Most attribution programs make a quiet assumption that turns out to be a serious design flaw: they pool all conversions together. A first-time customer and a returning customer who makes their fourth purchase both count as a conversion. Both paths get measured. The model produces one set of channel credit scores that is used to optimize the entire media program.
The problem is that new customer acquisition and customer retention are not the same marketing problem. They require different channels, different messaging, different funnel shapes, and different attribution models. When you pool them, the model optimizes for whichever behavior is more common in your dataset — and produces systematically wrong answers for both.
Why New and Returning Customers Follow Different Paths
A new customer, by definition, has no brand relationship. They need to be reached, made aware, developed through consideration, and converted for the first time. That journey typically involves upper-funnel awareness channels — TV, OOH, display prospecting, paid social — before any lower-funnel engagement begins. The path is longer and involves more touchpoints.
A returning customer already has a brand relationship. They know the product. They've purchased before. They are susceptible to re-engagement via email, brand search, loyalty program communications, and targeted retargeting. Their conversion path is shorter, faster, and dominated by direct and owned channels.
These are structurally different journeys. Measuring them with the same model produces a credit distribution that is average of both — accurate for neither.
How Pooled Attribution Distorts Channel Credit
The distortion is systematic and predictable. Returning customers convert at higher rates and at lower cost. They are also more numerous in most established brands' customer bases. When a pooled model looks for "channels associated with conversion," it will find the channels most present in returning customer paths: email, brand search, retargeting. These channels will receive high credit scores — because they are genuinely effective at what they do, which is re-engaging existing customers.
The channels that are responsible for new customer acquisition — TV, upper-funnel paid social, display prospecting — appear in fewer converting paths (because new customer acquisition is harder), and the paths they appear in tend to be longer (because consideration cycles are longer). In a pooled model, these channels are penalized for the very thing that makes them valuable: reaching consumers who haven't converted yet.
The practical consequence: attribution-driven budget decisions in pooled models systematically shift investment toward retention channels and away from acquisition channels. This produces short-term efficiency gains and long-term growth stagnation. The retention channels look increasingly efficient because the existing customer base keeps converting. Acquisition slows. The customer base ages. Eventually, the brand starts shrinking.
The Structural Fix: Separate Models
The solution is conceptually straightforward: segment the attribution model by customer status. Run a separate analysis for first-purchase conversions and for repeat-purchase conversions. The channel credit distribution will look substantially different in each.
In the new customer model, TV, display, and upper-funnel paid social typically receive much higher credit. The paths are longer and involve more channel diversity. The Originator role (TV, prospecting display) is prominent. Brand search and email, while present, appear later in the path and in a support role.

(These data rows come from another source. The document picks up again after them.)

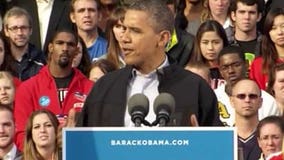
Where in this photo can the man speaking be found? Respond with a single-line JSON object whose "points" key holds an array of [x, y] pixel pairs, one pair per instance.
{"points": [[149, 71]]}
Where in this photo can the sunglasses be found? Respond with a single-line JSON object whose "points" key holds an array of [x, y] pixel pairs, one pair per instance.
{"points": [[243, 96]]}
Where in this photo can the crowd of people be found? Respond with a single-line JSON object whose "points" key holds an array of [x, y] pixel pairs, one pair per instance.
{"points": [[69, 63]]}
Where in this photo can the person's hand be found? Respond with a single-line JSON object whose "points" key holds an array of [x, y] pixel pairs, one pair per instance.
{"points": [[71, 122], [194, 121], [71, 119]]}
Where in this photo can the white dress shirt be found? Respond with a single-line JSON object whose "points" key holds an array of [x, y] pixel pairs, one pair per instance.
{"points": [[148, 85]]}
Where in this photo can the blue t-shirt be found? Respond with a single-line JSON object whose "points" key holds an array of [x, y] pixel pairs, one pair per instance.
{"points": [[98, 48]]}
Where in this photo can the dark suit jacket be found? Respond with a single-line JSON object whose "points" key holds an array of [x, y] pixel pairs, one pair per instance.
{"points": [[106, 103], [59, 19]]}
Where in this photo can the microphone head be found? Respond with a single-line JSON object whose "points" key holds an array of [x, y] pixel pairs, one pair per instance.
{"points": [[164, 102], [138, 104]]}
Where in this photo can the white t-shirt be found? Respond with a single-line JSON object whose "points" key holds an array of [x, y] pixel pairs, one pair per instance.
{"points": [[227, 112]]}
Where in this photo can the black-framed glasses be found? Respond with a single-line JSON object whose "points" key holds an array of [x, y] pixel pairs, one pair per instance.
{"points": [[233, 65], [243, 96], [16, 28]]}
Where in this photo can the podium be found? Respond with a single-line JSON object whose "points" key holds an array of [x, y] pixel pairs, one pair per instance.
{"points": [[167, 143]]}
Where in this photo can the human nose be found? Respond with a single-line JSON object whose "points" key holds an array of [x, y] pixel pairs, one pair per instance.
{"points": [[65, 46], [2, 91], [1, 128], [42, 129], [210, 46], [125, 36], [280, 30]]}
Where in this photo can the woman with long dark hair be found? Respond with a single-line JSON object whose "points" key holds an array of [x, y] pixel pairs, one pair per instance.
{"points": [[272, 48]]}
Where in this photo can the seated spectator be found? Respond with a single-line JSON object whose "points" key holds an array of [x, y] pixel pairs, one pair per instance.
{"points": [[270, 132], [99, 68], [41, 136]]}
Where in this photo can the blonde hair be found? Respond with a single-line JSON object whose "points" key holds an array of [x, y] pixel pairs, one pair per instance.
{"points": [[8, 76], [30, 151]]}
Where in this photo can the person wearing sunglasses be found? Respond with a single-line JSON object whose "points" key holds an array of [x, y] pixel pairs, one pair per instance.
{"points": [[246, 100], [270, 132], [232, 66]]}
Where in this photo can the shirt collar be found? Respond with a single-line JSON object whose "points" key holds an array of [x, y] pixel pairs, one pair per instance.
{"points": [[165, 63], [44, 1], [11, 154]]}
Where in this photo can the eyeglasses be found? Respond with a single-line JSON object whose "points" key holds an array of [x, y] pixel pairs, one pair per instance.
{"points": [[16, 28], [243, 96], [233, 65], [272, 137]]}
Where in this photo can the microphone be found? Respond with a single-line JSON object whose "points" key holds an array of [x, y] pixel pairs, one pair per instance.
{"points": [[138, 108], [164, 106]]}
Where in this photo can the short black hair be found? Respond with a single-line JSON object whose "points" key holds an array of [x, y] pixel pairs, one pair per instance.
{"points": [[277, 120], [260, 4], [232, 50]]}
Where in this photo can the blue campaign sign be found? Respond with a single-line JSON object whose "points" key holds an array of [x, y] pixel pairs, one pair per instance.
{"points": [[169, 143]]}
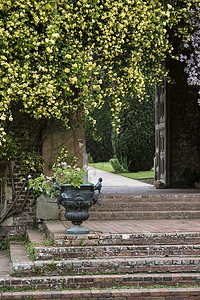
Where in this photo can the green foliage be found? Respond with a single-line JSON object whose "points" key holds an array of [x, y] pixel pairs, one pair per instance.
{"points": [[31, 249], [98, 137], [134, 144], [64, 156], [30, 162], [62, 172], [116, 165]]}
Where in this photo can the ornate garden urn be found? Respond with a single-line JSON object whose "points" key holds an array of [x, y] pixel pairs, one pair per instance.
{"points": [[77, 202]]}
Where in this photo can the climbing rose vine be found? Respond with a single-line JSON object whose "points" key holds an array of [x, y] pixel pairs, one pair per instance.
{"points": [[58, 58], [192, 44]]}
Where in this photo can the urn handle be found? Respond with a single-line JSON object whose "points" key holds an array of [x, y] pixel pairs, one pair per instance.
{"points": [[97, 187], [56, 188]]}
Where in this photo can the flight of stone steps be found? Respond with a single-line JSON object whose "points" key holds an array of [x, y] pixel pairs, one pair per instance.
{"points": [[108, 263], [145, 207]]}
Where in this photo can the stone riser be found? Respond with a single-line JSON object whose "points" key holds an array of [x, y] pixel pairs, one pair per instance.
{"points": [[123, 239], [137, 198], [120, 294], [108, 266], [146, 215], [101, 281], [43, 253], [127, 239], [147, 206]]}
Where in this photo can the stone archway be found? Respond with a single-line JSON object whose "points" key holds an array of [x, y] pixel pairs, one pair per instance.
{"points": [[177, 160]]}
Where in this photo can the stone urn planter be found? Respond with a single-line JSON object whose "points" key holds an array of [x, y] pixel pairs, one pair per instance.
{"points": [[77, 202]]}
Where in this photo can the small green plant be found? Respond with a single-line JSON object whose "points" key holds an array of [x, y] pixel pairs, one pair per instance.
{"points": [[116, 165], [63, 282], [31, 249], [82, 242], [58, 258], [37, 271], [52, 266], [62, 172]]}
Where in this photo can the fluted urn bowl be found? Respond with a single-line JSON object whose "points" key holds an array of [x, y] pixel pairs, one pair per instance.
{"points": [[77, 202]]}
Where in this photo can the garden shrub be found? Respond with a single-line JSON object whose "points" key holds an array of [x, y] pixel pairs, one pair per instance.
{"points": [[118, 168], [135, 142], [98, 138]]}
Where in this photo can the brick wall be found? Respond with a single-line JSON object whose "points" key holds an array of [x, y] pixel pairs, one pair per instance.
{"points": [[45, 141]]}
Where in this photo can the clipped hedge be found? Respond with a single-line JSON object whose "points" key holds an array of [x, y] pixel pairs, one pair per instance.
{"points": [[135, 142], [98, 138]]}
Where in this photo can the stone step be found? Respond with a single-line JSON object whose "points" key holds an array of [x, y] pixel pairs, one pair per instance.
{"points": [[137, 280], [113, 199], [56, 232], [146, 206], [140, 215], [124, 294], [52, 253], [108, 266], [47, 252], [21, 264]]}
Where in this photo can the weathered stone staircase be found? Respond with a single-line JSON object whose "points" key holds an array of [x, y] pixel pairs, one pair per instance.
{"points": [[119, 259]]}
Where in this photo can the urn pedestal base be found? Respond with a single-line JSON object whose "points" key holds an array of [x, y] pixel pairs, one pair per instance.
{"points": [[77, 229]]}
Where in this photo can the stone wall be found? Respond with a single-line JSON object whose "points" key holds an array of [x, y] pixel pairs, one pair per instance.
{"points": [[48, 140], [183, 129]]}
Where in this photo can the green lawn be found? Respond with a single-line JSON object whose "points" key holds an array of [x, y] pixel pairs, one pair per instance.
{"points": [[106, 166]]}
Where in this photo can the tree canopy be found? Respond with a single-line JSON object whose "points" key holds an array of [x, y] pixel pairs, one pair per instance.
{"points": [[60, 57]]}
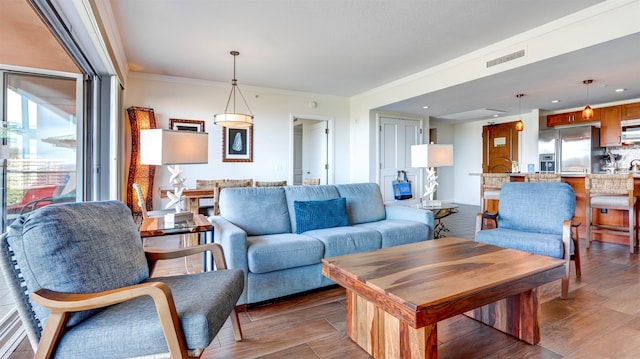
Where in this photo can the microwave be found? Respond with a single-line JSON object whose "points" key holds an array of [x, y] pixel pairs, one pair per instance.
{"points": [[630, 130]]}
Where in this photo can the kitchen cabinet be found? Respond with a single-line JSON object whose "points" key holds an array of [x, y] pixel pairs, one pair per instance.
{"points": [[630, 111], [610, 126], [571, 118]]}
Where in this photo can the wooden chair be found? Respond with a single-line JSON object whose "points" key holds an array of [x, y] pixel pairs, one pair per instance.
{"points": [[81, 268], [311, 181], [536, 218], [575, 221], [490, 185], [270, 183], [611, 191]]}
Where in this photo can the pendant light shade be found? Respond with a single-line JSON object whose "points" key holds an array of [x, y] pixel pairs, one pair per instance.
{"points": [[587, 113], [519, 124], [231, 118]]}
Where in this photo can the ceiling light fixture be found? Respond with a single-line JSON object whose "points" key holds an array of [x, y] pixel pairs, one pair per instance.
{"points": [[519, 124], [234, 119], [587, 113]]}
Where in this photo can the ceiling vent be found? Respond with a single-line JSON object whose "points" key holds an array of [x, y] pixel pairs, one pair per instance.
{"points": [[505, 58]]}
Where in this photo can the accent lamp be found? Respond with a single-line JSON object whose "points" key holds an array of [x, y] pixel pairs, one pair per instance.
{"points": [[234, 119], [168, 147], [429, 156]]}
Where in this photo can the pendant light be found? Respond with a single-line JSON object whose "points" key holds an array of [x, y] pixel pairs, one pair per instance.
{"points": [[587, 113], [233, 118], [519, 124]]}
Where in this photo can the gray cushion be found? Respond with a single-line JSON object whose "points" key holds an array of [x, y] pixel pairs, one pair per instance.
{"points": [[281, 251], [320, 214], [257, 210], [80, 247], [307, 193], [539, 207], [364, 202], [203, 302], [344, 240], [397, 232]]}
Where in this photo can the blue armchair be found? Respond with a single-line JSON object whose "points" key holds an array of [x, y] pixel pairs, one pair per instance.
{"points": [[81, 281], [534, 217]]}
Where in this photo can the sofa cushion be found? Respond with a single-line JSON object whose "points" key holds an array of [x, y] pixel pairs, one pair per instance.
{"points": [[397, 232], [274, 252], [307, 193], [520, 204], [320, 214], [70, 247], [344, 240], [364, 202], [538, 243], [257, 210]]}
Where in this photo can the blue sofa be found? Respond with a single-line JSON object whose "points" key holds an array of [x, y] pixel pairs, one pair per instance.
{"points": [[278, 235]]}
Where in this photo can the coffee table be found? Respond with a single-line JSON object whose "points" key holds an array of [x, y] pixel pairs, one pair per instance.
{"points": [[397, 295]]}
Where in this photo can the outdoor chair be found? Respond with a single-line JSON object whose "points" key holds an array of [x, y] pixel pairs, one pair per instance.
{"points": [[81, 281], [534, 217]]}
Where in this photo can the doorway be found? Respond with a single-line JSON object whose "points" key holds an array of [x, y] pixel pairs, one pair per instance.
{"points": [[499, 147], [311, 150]]}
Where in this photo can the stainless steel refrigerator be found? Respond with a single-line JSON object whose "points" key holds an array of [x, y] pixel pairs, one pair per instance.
{"points": [[575, 149], [579, 149]]}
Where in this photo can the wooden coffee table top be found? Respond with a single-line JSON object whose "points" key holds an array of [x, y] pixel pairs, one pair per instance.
{"points": [[428, 281]]}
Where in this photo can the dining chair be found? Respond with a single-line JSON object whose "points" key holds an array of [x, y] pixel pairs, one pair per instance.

In the returning customer model, email, brand search, and retargeting dominate. The paths are shorter. Direct channel engagement is the predominant pattern. These results are expected — and they're correct. The insight isn't that one set of channels is more valuable than the other. The insight is that they are valuable for different things, and optimizing the budget requires knowing which job each channel is being asked to do.
What to Do With Two Models
The practical application is budget segmentation. A program that has both an acquisition goal and a retention goal should allocate budget to each objective separately — and use the corresponding attribution model to optimize within each allocation. The total marketing budget is divided between "grow the customer base" and "retain and deepen existing customer relationships," and each pool is managed against its own measurement signal.
This approach also enables more honest performance reporting. An email campaign that drives 12% of conversions in a pooled model is getting credit for a mix of new and returning customers. In a segmented model, you know what percentage of those conversions were new customers (relatively rare for email) versus returning customers (the dominant pattern). The channel ROI calculations become more meaningful — and the budget decisions they support become more accurate.
C3 Metrics attribution programs can segment converting paths by new versus returning customer status at the individual consumer level, producing separate channel credit distributions for acquisition and retention. This segmentation is standard in programs for brands where the distinction between customer acquisition and retention is strategically significant — which, in practice, includes almost every enterprise advertiser we work with.